Endocrine Abstracts

Parathyroid carcinoma is a rare (<1-5%) cause of primary hyperparathyroidism (pHPT) marked by excessive parathyroid hormone secretion leading to hypercalcemia. The prevalence rate of parathyroid carcinoma is 0.005% among all malignancies which has a slow and indolent course. A 53 year old male presented with lassitude, constipation, and bone pains which are common but non-specific symptoms. Diagnostic examination showed ionized calcium of 2.16mmol/l, nephrolithiasis, elevated creatinine and shortened QT interval. Intact PTH (iPTH) is elevated at 177.57 pg/ml with normal thyroid function tests.
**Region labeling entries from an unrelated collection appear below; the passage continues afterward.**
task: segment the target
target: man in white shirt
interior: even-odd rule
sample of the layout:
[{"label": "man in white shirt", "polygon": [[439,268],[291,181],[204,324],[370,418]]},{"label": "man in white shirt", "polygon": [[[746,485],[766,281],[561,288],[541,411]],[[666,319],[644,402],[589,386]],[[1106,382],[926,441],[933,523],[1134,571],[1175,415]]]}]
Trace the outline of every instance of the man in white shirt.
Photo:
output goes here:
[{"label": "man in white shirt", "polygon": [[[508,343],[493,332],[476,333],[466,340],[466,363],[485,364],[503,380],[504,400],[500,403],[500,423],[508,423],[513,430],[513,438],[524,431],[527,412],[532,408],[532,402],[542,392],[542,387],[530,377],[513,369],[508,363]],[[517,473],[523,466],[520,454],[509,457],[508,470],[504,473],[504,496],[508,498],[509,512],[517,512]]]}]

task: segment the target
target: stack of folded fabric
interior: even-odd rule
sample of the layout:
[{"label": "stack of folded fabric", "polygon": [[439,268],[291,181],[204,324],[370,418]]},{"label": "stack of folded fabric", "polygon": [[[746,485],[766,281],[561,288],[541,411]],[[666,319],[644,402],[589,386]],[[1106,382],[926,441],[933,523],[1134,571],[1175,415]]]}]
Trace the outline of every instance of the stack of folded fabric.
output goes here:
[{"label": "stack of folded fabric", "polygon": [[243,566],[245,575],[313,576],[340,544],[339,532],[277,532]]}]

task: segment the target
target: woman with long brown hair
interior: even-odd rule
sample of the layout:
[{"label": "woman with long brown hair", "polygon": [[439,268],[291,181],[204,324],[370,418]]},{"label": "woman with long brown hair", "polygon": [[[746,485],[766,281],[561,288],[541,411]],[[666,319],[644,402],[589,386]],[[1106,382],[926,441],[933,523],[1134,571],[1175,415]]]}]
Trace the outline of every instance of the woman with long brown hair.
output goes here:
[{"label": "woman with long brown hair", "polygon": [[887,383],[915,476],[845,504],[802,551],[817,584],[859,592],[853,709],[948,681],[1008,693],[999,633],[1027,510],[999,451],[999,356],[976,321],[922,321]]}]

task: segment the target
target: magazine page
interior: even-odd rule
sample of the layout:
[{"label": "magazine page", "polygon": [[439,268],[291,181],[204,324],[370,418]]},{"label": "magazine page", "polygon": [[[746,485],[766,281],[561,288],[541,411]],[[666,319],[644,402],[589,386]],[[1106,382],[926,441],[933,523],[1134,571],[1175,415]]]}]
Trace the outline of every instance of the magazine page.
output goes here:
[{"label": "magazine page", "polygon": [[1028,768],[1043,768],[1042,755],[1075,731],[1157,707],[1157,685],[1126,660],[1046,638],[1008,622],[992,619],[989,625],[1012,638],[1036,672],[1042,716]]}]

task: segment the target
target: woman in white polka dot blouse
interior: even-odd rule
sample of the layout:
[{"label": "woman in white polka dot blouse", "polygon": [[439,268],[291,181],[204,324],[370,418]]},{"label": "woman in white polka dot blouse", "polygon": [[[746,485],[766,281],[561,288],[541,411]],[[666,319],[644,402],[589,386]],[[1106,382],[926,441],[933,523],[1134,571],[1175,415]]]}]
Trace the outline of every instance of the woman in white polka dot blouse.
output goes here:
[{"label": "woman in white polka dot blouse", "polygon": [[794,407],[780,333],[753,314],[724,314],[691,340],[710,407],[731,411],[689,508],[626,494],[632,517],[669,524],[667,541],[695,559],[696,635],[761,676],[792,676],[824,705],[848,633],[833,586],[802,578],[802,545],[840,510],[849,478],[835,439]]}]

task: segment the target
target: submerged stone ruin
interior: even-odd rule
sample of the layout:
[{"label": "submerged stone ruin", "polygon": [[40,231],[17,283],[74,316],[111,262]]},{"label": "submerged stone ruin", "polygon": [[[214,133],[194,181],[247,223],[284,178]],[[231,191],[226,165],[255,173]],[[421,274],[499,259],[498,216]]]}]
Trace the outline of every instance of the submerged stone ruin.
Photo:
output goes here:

Hypercalcemia was managed with hydration and diuretics. Imaging revealed a hypoechoic mass posterior to the thyroid gland. Sestamibi scan showed increased tracer accumulation almost occupying the entire right lobe. Right inferior parathyroidectomy with right thyroid lobectomy was done wherein biopsy revealed parathyroid carcinoma. Post-operative iPTH showed a significant decline (>50%) from baseline at 39.91 pg/ml indicating complete removal of the abnormal hyperfunctioning parathyroid gland. Succeeding iPTH and serum calcium showed a decreasing trend alongside improving signs and symptoms. Although parathyroid carcinoma is rare, its manifestations as a result of hypercalcemia is common. Given that the best chance for treatment success is with a complete en-bloc resection, early diagnosis is imperative for treatment success and prolonged disease-free survival.